The global financial crisis had nothing to do with “black swans” or “fat tails,”or even “black swans with fat tails.” As the Basel Committee on Banking Supervision said last year, financial regulations were too micro-prudential. They argued rules didn’t think enough about the economic cycle, the credit cycle, liquidity and funding, and didn’t focus enough on systemically important institutions.
That was a strong and admirably quick analysis from regulators and supervisors to identify what went wrong during the financial crisis. However, the problem with blaming the financial system and regulations is that it does nothing to capture the imagination of taxpayers who have been left to fork out trillions to bail out bankers. They do not want to hear about what went wrong with the system. They want retribution!
What we are now seeing is politicians, as they do in every crisis, adopting what I call the “bad apple theory.” This theory says a crisis was not the fault of the system or cycle, but was caused by bad bankers selling bad products to bewildered consumers out of bad jurisdictions.
It’s a popular idea because it gives you someone to blame. Unfortunately, it leads to the wrong analysis and reforms. Yet, if financial crises were caused by the bad apple theory, they would have occurred randomly throughout history. But financial crashes are not random. There is, of course, mischief in finance. But, as Warren Buffet said, “You only find out who is swimming naked when the tide goes out.” People swim naked in finance all the time, but they don’t cause the crash – the crash reveals them.
Yes, mischief should be reduced, should be outlawed, but it will not save us from crashes.
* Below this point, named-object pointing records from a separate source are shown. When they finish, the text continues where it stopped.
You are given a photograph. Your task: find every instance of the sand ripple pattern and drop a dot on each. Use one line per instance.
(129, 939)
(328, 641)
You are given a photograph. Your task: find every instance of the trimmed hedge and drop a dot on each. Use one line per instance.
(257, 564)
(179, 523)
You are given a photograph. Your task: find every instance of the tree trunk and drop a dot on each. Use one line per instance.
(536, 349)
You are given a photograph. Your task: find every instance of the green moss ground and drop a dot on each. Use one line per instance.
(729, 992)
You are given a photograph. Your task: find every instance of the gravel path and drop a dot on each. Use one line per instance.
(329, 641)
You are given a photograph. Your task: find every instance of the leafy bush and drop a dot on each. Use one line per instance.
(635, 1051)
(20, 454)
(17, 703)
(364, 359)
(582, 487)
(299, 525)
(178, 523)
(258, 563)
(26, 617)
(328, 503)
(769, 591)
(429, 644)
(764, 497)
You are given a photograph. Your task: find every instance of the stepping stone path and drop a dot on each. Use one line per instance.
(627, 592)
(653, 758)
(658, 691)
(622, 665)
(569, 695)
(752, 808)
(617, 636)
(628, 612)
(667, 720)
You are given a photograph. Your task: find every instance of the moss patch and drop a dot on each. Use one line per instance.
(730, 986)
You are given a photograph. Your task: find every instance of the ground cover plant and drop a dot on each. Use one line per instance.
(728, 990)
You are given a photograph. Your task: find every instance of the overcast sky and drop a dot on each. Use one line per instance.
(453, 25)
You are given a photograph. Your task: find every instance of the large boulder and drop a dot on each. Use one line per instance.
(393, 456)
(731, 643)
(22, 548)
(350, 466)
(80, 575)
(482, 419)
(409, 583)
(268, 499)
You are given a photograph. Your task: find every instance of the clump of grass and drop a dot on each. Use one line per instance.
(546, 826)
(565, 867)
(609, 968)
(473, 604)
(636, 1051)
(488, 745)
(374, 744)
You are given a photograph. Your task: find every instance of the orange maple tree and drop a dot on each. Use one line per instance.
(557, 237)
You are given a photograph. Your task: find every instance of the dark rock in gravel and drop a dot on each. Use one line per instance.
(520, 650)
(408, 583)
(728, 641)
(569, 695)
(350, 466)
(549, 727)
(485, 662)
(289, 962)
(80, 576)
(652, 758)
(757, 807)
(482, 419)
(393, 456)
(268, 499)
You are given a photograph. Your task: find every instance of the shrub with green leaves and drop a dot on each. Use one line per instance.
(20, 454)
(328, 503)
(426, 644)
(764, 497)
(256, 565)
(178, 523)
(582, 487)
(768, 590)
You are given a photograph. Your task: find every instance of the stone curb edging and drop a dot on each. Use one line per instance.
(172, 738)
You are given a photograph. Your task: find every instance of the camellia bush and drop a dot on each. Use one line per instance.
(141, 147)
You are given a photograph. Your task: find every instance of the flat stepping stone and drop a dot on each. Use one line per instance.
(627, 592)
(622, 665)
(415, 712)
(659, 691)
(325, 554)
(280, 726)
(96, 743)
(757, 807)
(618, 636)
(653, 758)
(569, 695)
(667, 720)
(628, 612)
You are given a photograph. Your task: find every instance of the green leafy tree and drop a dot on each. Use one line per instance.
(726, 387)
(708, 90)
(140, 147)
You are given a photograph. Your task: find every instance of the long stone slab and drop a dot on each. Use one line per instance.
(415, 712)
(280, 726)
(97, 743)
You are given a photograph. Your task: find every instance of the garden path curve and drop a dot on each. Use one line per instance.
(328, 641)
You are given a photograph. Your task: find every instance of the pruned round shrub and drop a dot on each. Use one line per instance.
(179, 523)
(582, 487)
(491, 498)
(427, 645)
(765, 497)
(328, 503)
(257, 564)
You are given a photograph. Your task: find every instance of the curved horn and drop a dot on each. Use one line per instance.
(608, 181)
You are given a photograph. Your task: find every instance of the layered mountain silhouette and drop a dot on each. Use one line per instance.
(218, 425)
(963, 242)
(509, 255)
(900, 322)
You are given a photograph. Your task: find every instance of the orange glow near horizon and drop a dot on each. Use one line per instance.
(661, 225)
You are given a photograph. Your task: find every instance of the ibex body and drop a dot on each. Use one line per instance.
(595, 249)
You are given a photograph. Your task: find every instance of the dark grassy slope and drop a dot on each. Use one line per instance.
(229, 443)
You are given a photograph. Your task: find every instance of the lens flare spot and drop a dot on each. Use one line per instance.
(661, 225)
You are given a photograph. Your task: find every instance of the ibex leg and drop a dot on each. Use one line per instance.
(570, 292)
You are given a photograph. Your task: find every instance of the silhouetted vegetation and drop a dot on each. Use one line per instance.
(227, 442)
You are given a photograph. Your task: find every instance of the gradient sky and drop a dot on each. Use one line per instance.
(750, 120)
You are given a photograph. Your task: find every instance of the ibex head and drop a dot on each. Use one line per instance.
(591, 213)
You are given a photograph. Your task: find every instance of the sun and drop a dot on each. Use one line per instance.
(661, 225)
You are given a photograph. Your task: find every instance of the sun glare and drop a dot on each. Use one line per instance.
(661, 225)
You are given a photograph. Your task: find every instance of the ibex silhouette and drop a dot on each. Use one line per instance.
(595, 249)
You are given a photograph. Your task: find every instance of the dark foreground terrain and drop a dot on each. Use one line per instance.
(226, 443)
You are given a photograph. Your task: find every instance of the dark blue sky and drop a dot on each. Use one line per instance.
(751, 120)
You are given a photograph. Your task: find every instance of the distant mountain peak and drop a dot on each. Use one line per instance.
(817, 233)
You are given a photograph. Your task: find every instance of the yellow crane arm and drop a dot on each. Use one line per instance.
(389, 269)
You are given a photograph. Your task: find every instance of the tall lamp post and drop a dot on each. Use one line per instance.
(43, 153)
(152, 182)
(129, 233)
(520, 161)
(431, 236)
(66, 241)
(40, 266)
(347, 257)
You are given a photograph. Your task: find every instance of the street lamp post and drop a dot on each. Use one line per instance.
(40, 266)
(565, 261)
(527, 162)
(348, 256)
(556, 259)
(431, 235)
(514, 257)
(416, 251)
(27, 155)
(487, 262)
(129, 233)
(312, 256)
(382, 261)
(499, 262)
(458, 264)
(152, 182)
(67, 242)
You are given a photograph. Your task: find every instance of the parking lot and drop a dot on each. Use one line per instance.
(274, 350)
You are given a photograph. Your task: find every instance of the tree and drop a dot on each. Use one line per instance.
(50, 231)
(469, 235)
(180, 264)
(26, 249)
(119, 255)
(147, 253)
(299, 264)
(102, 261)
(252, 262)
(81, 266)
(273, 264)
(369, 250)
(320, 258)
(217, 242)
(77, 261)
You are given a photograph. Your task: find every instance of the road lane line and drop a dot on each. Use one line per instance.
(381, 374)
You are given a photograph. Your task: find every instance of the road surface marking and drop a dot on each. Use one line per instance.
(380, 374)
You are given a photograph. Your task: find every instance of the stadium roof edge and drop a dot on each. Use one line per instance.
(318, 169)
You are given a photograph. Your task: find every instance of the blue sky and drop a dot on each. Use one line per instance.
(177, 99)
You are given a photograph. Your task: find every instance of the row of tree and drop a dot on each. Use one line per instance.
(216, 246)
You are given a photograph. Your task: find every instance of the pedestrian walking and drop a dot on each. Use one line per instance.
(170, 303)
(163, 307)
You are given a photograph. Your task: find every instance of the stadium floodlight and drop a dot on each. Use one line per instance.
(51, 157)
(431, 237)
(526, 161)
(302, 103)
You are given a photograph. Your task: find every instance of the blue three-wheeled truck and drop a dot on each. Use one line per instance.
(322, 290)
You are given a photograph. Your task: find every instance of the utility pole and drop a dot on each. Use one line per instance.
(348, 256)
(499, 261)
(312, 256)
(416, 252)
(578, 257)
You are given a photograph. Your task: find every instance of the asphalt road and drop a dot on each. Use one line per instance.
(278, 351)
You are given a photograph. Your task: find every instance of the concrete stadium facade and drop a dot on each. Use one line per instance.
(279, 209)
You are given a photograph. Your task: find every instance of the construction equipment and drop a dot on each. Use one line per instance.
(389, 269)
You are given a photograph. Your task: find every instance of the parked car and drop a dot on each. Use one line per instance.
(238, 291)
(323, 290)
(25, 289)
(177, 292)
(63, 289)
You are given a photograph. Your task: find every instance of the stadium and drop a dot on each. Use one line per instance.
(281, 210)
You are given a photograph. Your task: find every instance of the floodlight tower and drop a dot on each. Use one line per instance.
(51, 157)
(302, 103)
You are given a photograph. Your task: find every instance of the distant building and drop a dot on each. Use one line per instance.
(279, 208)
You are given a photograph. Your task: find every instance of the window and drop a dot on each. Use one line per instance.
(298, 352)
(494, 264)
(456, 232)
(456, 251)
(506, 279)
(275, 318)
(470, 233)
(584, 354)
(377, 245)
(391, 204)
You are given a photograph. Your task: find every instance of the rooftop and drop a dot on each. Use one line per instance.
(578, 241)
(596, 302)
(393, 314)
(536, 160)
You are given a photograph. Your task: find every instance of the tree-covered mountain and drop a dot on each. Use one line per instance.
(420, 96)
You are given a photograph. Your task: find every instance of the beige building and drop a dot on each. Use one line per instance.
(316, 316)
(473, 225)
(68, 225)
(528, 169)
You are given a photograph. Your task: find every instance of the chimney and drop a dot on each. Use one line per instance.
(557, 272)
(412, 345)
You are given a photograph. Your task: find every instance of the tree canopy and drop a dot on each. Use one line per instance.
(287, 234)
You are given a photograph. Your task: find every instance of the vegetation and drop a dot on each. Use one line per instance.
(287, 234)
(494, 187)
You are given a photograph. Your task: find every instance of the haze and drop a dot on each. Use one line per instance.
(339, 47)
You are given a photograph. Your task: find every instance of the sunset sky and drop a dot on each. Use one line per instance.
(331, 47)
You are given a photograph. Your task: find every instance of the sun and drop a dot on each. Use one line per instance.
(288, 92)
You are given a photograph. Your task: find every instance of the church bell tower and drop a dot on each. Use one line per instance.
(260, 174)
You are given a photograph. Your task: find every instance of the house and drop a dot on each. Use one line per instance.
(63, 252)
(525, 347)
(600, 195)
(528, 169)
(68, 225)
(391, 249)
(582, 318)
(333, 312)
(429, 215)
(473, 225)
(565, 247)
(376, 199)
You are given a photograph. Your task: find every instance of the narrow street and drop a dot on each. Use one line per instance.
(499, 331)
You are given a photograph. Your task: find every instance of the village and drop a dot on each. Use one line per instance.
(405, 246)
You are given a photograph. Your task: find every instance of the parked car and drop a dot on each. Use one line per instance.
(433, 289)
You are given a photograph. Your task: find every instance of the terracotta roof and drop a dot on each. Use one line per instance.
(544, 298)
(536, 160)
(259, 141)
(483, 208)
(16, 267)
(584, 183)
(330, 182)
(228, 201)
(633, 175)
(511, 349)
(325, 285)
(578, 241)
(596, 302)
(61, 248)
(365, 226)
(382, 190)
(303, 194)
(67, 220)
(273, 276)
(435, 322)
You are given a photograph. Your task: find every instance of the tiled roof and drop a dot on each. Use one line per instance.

Financial crashes always follow financial booms. That tells you something. It tells you that you can’t deal with the crisis unless you deal with the boom. The credit mistakes that lead to crashes are not made in the crash, but during booms.
The fundamental problem of crashes, and this is the 85th financial crash we’ve experienced, is that we underestimate risks in the boom and overestimate risks in the crash.
SO, WERE THE RISK MODELS fundamentally wrong? Yes, but not in the way people think. I call the classic model of risk and risk management the “Morris Minor” theory of risks. This is to remind people that the 1950s, the era of the no-frills Morris Minor car, was the age when the Modern Portfolio Theory was developed. It was when Markowitz and Dantzig were among the few people with computers, so were part of a select few with an international database of risk and return, enabling them to identify an efficiency front to optimize returns for a given amount of risk.
Yet, the 1959 Morris Minor world was a very different one to today. Then, we had segmentation of markets. We had Bretton Woods (a system of rules that governed commercial and financial relations among industrial states) and capital controls. Today, we have moved to a world where most homes have at least one computer so that, in half a second, you can simply go to Bloomberg and get the same information as everyone else.
Yet, it is as if economics is stuck with Newton and hasn’t yet caught up with Einstein, not to mention Heisenberg and the uncertainty principle, in which the very action of observing something changes it. Today, the risk-return trade-off is observable; it is not exploitable.
You can fiddle with risk models, fatten the tail, bring in black swans, but what you are missing is risk created by the system itselfWhen you identify an asset that appears to offer a slightly higher return than past risk trade-off, you can be sure you are not the only one to recognize it. Everyone is identifying it at the same time. The asset becomes overvalued because the crowd is all coming to the party at the same time. The asset is no longer low-risk, but high-risk because as volatility begins to rise and as risk models confirm that volatility is rising, you sell. Unfortunately, everyone else is also selling, creating more volatility.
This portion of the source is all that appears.